My art evolved over many years, moving between painting, sculpture, and drawing to build connections between my psyche and America’s political, social, and spiritual history. In both imagery and materials, this work is an exploration of identity, often defined by dynamic relationships between humanity, machines, sexuality and power.  

Intrigued by discovery of Depression-era tissue-paper dress patterns and tools used by my seamstress mother, I explore aspects of the sewing industry as metaphors for a changing society. Repurposed dress patterns, found objects, and images of machines from the industrial era are symbolic elements suggesting ideas about survival, self-reflection and forces that govern perception and experience.

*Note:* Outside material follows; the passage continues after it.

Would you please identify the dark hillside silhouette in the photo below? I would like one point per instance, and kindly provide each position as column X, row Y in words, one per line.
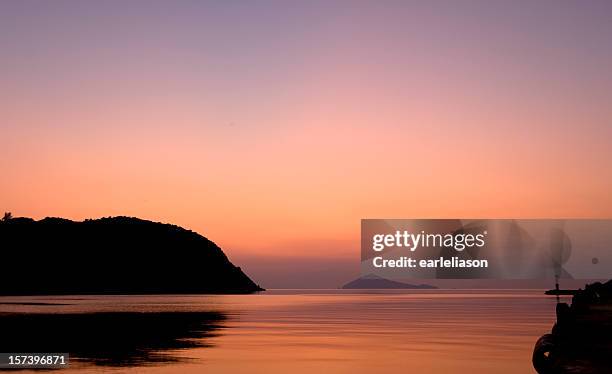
column 120, row 255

The sewing patterns themselves are annotated with evocative and eccentrically worded directives that address the human form as if it were a sculpture or a choreography to be performed. These altered patterns, applied in sheer layers with acrylic inlay, take on a dreamy, quasi-architectural quality suggesting both space and line employed as emotionally charged elements. The fragility of tissue evokes male notions of delicacy while the precision and rigidity of printed lines cut, restrict and bind the female form suggesting ritual tattooing, medical incision or cuts of meat.

During the COVID-19 pandemic, my relationship to the sewing marks lexicon became more schematic. I continue to employ my trademark tissue patterns as emotionally charged elements of abstract composition; and color burst into my studio. Within each piece, the familiar transforms into the strange and terrible, beauty is edged with the unknown, and cabin fever sets in. Embedded is a hint of humor (and number 19) in reference to the power of even dark humor to help us cope with anxiety, fear and trauma.